The neoconservative philosophy, to which Pawlenty obviously subscribes, is that the best way to get rid of government is not to rail against the services provided, but to simply starve the funding sources and then claim that you have no choice but to make the cuts. During his brief tenure in office, he has done exactly that, while laying waste to the state's proud heritage of fiscally prudent investment. This panders to the false notion that government is increasingly reaching into our pocketbooks, but it's worth noting that today, the percentage of state and local government taxes on Minnesota earnings is less than it was a decade ago.
And then there are profound job losses. According to the U.S. Department of Labor statistics, from January 2002 to May 2004, approximately 7,500 government jobs have been eliminated in Minnesota. Lest you think this is a national trend, Minnesota is one of only 12 states whose total number of government employees declined in both 2002 and 2003.
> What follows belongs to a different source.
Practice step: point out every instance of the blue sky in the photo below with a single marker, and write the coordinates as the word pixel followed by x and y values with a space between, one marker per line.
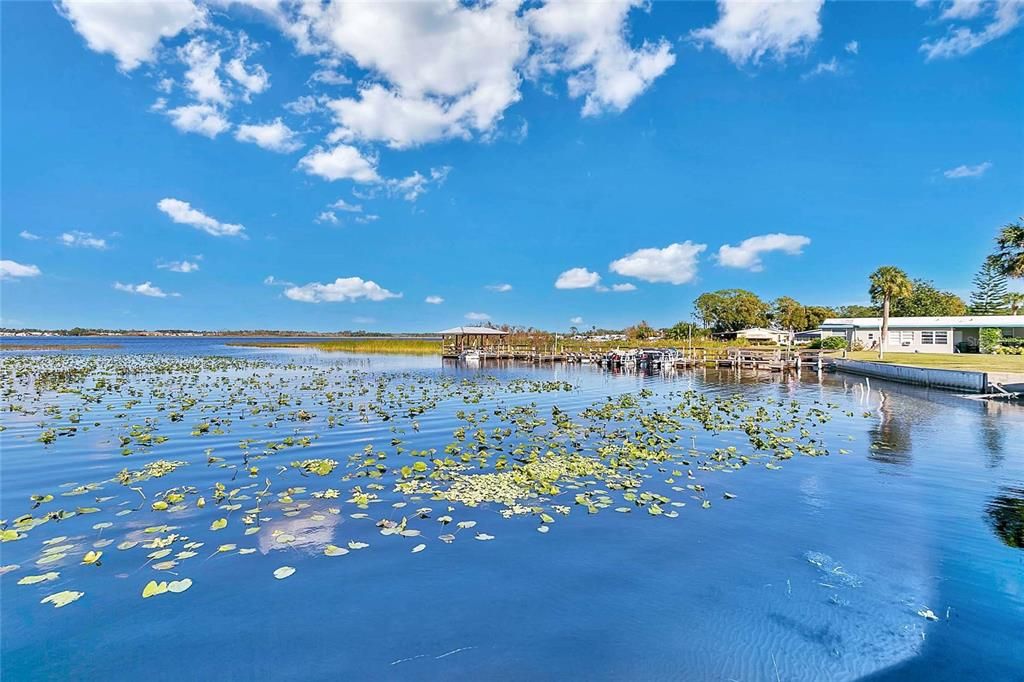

According to Christina Macklin, policy analyst for the Minnesota Council of Nonprofits, another 1,000 jobs have been lost in the nonprofit sector during that time, many of them due to state budget cuts. These were well-paying jobs--averaging about $15 an hour, Macklin says--with workers providing services to Minnesotans who are still very much in need.
Admittedly, there is one bright spot. Maybe all these folks can find work hawking beer and peanuts in the new stadiums Pawlenty continues to insist the state can help provide for Carl Pohlad and Red McCombs. To be fair, when it comes to budget priorities, the governor certainly keeps his eye on the ball.